The ‘there are no jobs’ refrain was also always thrown at me by people who were clearly employed – from teachers, through restaurant-owners, to advocates and doctors. The most curious case was that of a dottore commercialista (which, as Wikipedia informs me, stands more or less for ‘tax advisor’) who over his 1.5 lunch break in a Florentine restaurant brimful of locals complained to me how the crisis made it necessary for him to pay for his daughters Master’s in Economics at Cambridge in two instalments, rather than in advance.
While Italians are undoubtedly undergoing one of the most difficult times in the last decades, it remains very difficult for someone coming from the post-Communist world, even from a dynamically developing country such as Poland, to fully empathise with much of their grumbling. This is especially true in Tuscany, a region of less than 4 million inhabitants, visited annually by over 14 million tourists, with one of the strongest brands in the world in fashion, culture, crafts, cuisine, and much more.

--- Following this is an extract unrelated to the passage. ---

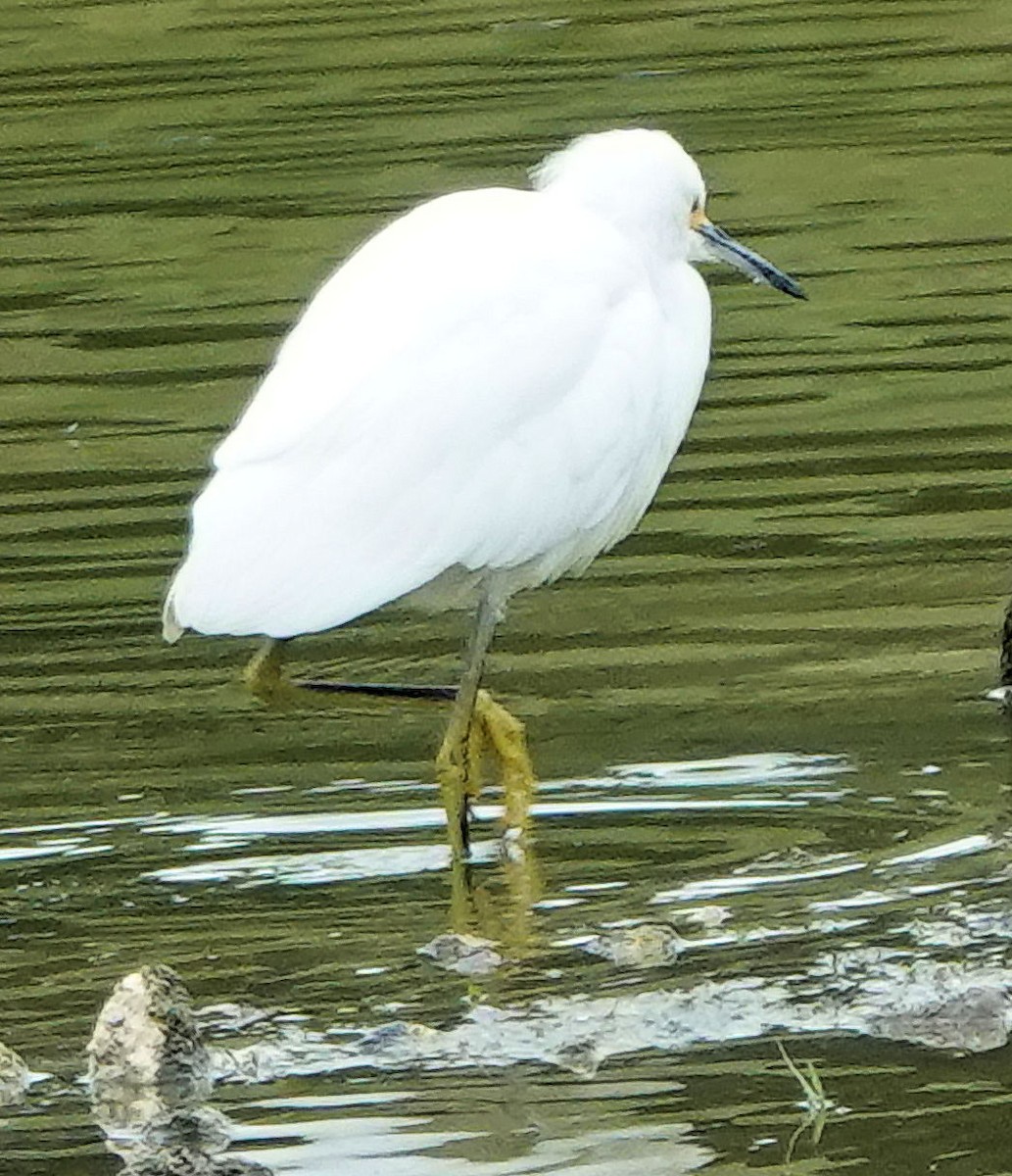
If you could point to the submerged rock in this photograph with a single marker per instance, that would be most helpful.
(468, 956)
(14, 1076)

As it turned out, my stay in Tuscany was summarised most aptly already on the day I got there. As I stopped in a seaside Tuscan town to recalibrate the GPS, after less than 30 seconds I heard a knock on the car window. The ‘knocker’ was an aging women with a bicycle, who of course turned out to be Polish, and a recent economic migrant to Italy. Asked how she’s enjoying life her new country she said, ‘it’s as you see – the weather is great, the country is much better organised than anything you could hope for in Poland, and there is plenty of work for those who are willing to take it. The only thing I don’t like is how much the people here complain – they’re almost as bad as the Poles!’.